In some other scenarios, the attacker needs second pre-image attack; given a message $m$ and it's hash value $x=h(m)$, find another message $m' \neq m$ such that $h(m)=h(m')$. This is the scenario where the attacker creates a forgery of a digital signature ( hash and sign). Given the signature, they try to find another message $m'$ such that the signature is the same as the given.

Two generic cost of secondary pre-image attack is $\mathcal{O}(\sqrt{2^n})$-time for $n$-bit hash function.

Formal definitions can be found in

• Cryptographic Hash-Function Basics: Definitions, Implications, and Separations for Preimage Resistance, Second-Preimage Resistance, and Collision Resistance by P. Rogaway and T. Shrimpton, 2004.

Answer 2

To: ["The",""] First International Bank ["Panama",""] Subject: ["Money",""] ["Wire","Transfer"] ["Order",""] from my account ["Num","#"]1234[".",""]

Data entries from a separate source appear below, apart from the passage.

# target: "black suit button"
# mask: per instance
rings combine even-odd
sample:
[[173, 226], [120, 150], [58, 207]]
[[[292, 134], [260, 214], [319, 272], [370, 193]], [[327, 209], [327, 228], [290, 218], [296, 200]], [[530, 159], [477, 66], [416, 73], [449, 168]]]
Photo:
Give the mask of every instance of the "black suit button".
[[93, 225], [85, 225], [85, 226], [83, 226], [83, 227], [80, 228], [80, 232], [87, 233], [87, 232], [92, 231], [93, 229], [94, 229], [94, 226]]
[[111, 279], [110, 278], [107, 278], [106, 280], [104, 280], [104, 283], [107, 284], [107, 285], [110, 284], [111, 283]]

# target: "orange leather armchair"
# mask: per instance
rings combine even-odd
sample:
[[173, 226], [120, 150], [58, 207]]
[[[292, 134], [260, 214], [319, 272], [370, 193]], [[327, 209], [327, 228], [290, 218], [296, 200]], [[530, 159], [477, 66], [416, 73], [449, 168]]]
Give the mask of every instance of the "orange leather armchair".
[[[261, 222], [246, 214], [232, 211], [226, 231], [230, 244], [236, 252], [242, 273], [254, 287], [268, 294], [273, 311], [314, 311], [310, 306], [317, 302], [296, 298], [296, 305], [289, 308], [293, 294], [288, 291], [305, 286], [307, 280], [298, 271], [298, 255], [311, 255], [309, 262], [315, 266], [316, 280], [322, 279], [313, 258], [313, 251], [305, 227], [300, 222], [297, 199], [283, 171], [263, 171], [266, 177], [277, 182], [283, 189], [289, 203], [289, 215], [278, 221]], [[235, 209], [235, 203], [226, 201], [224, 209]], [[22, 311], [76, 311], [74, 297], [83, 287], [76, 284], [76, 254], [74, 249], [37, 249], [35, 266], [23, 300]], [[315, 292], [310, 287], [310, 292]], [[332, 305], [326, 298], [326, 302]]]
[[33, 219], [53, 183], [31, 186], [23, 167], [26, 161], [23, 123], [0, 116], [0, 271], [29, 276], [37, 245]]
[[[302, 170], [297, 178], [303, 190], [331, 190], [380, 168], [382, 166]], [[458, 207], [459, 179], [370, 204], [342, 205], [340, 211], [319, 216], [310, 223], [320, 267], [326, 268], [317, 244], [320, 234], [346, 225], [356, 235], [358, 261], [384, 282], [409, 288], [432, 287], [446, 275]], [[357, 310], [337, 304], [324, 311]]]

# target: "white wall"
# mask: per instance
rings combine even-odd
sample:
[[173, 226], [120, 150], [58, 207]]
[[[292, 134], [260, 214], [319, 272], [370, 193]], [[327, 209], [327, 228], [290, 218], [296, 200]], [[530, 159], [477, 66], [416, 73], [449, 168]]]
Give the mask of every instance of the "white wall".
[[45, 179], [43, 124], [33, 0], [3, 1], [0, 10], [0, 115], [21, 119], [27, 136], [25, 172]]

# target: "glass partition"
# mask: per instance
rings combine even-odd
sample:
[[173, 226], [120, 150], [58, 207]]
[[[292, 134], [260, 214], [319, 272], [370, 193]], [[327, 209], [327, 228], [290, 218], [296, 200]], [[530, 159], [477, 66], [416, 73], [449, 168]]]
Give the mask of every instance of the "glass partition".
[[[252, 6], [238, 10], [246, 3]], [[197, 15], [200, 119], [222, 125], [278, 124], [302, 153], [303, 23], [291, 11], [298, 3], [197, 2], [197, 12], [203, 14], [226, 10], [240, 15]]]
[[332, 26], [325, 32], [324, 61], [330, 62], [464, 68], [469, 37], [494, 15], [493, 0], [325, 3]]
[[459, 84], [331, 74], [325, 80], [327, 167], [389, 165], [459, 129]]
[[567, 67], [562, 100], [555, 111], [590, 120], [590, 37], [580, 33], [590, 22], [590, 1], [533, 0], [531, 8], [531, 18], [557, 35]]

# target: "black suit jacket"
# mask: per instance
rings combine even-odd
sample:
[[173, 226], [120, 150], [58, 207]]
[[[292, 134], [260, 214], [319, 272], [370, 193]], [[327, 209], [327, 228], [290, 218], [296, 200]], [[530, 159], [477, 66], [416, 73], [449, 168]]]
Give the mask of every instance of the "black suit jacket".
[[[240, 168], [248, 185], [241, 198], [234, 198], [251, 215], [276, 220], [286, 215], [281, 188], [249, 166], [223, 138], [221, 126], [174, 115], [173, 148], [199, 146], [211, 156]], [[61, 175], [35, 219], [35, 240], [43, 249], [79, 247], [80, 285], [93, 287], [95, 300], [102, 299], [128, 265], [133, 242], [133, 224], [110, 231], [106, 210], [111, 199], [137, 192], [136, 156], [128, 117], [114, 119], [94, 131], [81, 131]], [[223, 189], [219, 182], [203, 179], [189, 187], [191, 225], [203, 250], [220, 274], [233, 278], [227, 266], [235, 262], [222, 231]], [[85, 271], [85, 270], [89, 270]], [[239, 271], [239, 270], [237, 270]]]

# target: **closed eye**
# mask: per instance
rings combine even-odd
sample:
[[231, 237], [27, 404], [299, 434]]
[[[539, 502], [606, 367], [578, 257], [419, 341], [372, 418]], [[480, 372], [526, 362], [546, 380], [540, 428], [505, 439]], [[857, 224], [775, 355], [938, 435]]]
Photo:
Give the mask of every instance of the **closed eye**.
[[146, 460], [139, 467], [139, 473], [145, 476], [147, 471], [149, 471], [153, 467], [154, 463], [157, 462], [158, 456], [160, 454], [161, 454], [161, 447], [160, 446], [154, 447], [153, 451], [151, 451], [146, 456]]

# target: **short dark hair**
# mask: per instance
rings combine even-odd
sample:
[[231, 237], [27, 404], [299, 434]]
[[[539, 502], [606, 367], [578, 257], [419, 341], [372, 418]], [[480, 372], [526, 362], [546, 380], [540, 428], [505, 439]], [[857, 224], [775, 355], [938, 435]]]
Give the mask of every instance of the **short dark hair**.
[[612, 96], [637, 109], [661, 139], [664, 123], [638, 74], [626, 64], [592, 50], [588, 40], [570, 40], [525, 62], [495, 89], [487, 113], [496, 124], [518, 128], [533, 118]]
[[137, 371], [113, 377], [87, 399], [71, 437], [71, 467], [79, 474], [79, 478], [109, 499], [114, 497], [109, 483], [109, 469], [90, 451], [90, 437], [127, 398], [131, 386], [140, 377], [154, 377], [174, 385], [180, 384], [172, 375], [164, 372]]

I ["hear by","would like to"] Instruct ["you ",""] to ["transfer","wire","move"] ["The sum","an amount"] of ["one million","1,000,000"] ["USD","$"] to ["The following",""] account ["num","#"] 3456.

etc. This above has "$2^{14}*3$" combinations for only a begining of a relevant message. Without playing with whitespaces.

Answer 3

If I take any message, I can append a space character or tab character to get two different messages. Each of those two, I can append another space or tab to get four possible messages. A third character gives 8 possible messages, then 16 and so on.

If I take "send 10,000" and append 64 characters, and each of them is either a space or tab character, then I get exactly 2^64 different messages. And with a 64 bit hash, there's a good chance that one of these messages has the same hashcode as the "send 10" message.

The reason to add space or tab, and not just any character, is that the reader will not see these characters. If I received "Send 10,000 xlfe13^" I would be suspicious.